MicroKernelPrototype

Source Code

http://svn.apache.org/repos/asf/jackrabbit/sandbox/jackrabbit-j3/

Overview

http://svn.apache.org/viewvc/jackrabbit/sandbox/jackrabbit-j3/src/site/resources/images/drawing.png?revision=939734&view=co

The Jackrabbit 3 MicroKernel prototype consists of the following components:

  • Test Application - uses the JCR 2.0 API to talk to Jackrabbit.
  • Package j3 contains the JCR API implementation and core classes.
  • Package j3.mc contains the MicroKernel implementation.
  • Packages j3.mc.jdbc and j3.mc.mem contain Storage engines implementations.

Core

  • Each RepositoryImpl has a read-only cache of NodeData objects. It also references the MicroKernel Storage and keeps a list of open SessionImpl.
  • Each SessionImpl has a weak-reference map of NodeState objects, to ensure multiple NodeImpl point to the same data. The transient space changes are currently kept in a (hard reference) map of NodeState as well as a list of Change objects.

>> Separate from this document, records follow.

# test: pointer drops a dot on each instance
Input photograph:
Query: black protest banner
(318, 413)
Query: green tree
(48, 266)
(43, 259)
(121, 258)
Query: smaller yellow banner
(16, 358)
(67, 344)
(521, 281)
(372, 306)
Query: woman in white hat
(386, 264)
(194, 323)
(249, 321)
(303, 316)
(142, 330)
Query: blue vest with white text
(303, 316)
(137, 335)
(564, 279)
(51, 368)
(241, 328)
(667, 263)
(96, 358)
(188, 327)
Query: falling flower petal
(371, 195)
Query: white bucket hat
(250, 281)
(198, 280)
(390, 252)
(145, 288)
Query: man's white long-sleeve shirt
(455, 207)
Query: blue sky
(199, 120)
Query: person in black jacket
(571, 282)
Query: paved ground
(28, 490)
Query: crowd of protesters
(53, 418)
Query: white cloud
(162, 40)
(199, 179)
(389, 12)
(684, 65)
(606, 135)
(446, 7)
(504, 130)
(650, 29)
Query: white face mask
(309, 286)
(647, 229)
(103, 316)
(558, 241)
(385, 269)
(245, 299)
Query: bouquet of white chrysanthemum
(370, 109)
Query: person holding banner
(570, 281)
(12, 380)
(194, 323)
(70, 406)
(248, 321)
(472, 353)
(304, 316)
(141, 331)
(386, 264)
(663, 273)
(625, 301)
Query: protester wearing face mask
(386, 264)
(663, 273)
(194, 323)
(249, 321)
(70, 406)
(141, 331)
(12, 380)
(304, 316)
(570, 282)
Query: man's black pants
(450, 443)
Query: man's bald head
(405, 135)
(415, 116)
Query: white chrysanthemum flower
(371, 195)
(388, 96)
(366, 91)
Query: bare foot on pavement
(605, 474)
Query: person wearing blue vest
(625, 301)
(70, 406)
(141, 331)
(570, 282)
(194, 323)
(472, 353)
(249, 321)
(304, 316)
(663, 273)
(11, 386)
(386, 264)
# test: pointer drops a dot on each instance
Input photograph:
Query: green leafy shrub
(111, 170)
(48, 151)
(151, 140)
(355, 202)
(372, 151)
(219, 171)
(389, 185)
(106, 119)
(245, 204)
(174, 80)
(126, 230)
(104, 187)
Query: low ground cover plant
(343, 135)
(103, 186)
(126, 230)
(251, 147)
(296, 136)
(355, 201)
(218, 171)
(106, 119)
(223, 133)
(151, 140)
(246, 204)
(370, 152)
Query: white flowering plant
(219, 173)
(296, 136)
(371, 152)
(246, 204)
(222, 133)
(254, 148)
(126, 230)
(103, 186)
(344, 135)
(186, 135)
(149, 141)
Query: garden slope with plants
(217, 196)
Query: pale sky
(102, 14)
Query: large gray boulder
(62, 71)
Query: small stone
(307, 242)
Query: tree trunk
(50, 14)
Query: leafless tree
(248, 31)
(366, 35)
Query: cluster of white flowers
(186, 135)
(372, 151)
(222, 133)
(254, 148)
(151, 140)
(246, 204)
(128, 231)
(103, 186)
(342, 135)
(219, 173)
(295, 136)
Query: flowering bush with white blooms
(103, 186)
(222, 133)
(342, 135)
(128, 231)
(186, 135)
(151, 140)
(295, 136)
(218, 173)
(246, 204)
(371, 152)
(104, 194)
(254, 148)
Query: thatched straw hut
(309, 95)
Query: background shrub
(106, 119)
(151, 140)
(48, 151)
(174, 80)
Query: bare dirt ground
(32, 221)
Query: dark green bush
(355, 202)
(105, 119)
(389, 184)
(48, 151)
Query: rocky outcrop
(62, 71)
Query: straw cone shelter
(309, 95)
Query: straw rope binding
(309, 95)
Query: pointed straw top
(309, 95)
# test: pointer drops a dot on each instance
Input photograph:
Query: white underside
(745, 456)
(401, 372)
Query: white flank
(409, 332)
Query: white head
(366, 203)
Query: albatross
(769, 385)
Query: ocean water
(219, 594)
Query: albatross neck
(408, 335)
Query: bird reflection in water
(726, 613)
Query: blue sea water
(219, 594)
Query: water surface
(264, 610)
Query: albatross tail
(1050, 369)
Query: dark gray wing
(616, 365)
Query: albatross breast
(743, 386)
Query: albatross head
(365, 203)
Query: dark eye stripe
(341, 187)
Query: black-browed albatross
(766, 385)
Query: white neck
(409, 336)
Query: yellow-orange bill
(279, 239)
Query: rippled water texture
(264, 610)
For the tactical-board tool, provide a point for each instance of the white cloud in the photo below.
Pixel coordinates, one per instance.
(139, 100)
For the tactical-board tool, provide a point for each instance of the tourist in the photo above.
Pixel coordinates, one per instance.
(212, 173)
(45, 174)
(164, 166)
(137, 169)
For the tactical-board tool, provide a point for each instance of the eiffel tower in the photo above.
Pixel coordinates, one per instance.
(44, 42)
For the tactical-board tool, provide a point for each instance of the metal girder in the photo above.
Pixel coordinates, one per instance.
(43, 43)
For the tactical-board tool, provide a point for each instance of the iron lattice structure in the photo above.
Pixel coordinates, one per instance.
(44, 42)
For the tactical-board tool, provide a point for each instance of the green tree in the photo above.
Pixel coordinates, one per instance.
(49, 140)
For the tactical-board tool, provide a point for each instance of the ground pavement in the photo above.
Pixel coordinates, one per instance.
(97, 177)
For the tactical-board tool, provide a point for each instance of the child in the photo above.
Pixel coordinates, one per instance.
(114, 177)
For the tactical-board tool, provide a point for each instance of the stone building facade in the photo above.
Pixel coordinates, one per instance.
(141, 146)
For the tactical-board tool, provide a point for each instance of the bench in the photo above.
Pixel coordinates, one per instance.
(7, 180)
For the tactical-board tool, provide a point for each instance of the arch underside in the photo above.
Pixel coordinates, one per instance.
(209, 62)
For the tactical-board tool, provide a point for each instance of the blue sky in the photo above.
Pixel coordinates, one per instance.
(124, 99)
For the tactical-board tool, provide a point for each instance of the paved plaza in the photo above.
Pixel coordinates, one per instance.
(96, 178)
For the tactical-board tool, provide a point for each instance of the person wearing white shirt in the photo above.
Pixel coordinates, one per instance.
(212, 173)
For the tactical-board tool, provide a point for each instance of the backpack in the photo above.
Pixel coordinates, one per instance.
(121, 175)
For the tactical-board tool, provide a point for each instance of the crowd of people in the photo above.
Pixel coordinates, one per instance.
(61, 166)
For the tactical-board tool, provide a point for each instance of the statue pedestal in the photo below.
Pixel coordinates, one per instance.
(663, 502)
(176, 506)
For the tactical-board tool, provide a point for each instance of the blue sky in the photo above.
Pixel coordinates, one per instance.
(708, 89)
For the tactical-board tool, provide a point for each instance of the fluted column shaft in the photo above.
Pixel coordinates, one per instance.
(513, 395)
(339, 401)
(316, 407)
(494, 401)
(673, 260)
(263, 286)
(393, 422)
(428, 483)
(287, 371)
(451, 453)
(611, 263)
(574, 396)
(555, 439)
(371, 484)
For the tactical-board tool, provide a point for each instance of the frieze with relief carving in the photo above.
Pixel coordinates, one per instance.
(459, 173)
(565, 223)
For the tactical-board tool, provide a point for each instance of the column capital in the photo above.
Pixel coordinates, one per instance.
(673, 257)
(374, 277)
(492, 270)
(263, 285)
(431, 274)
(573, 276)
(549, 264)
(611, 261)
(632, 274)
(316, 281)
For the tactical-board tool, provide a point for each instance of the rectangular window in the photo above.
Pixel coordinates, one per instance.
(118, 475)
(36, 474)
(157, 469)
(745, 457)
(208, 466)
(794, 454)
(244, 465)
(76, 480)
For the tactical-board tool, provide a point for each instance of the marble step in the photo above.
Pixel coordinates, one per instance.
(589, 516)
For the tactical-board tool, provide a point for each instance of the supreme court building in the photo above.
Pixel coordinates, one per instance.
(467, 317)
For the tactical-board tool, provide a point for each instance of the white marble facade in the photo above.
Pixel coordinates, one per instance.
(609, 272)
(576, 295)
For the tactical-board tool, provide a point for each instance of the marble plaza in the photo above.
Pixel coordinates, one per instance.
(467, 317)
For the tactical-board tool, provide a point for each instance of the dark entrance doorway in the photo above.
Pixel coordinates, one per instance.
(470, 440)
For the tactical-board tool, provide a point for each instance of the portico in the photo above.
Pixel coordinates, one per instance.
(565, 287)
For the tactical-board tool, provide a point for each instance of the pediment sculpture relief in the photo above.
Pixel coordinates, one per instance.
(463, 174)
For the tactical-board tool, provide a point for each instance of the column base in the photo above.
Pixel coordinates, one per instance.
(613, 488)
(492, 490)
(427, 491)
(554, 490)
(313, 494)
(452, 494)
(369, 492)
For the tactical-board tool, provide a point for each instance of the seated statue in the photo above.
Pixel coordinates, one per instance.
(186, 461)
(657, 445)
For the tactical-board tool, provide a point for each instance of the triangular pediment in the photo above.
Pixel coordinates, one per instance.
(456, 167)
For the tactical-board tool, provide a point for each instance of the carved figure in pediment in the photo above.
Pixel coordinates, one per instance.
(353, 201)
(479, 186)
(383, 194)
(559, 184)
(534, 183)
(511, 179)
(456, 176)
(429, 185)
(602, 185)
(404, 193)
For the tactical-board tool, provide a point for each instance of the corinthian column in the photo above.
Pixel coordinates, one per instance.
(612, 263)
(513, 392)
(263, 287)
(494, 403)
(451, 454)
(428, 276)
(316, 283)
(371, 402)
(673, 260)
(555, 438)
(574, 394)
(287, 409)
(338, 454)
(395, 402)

The plan is: if there are too many transient changes, the least recently used ones are stored in the MicroKernel (possibly in the same storage as the regular persistent data, so that a commit will only update pointers; another option is to store transient changes and other parts of the cache in a "temporary repository" if MicroKernel remoting is used). A session references one StorageSession. It also references the RepositoryImpl.
  • A NodeImpl object represents a node with a path. The object contains no data, but it references a parent (for the path) and a NodeState. Multiple NodeImpl objects can reference the same NodeState (shareable nodes, and if the client application requested the same node multiple times).
  • A NodeState is a wrapper for an (unmodified or modified) NodeData object. If the data gets modified, a new NodeData object is created (read-only NodeData objects are immutable). For each shareable node, there is at most one NodeState and one NodeData object per session. NodeState objects also keep a reference to a SessionImpl.
  • A PropertyImpl contains the NodeImpl reference and the property name. It does not contain data. Almost each method calls a method in NodeImpl or NodeState.
  • For each modification, a Change object is created. There are multiple Change subclasses (ChangeAddNode, ChangeRemoveNode, ChangeSetProperty). After each modification, a Change object is added to list in the session, and then the change is applied. If storing (Session.save) fails because of a concurrent update, the list of changes can be re-applied automatically if required (so that changes are automatically merged). A Change object is also the base for event logging and observation.

Micro Kernel

  • There is one Storage object per repository.
  • Each StorageSession represents a session. A session may or may not have 'state'. For example, a session of a JDBC-based storage engine may reference a JDBC connection, but it doesn't have to (possibly there is only one connection, or each request could open a new connection from a connection pool).
  • NodeData objects contain the actual data in form of Val objects. A NodeData object is mainly a collection of Val objects.
  • A Val object represents a value and a property type. It is immutable.
  • A Bundle object contains the serialized form of one or multiple NodeData objects (a byte array) for those storage engines that serialize the data (which is probably all except for in-memory storage and possibly plain-text persistence if somebody wants to implement that). If the MicroKernel is accessed remotely (which is just an idea for now), the Bundle will most likely also be used to serialize data between the Core and the MicroKernel.
  • There are currently two Storage / StorageSession implementations: an in-memory storage, and a prove-of-concept JDBC storage.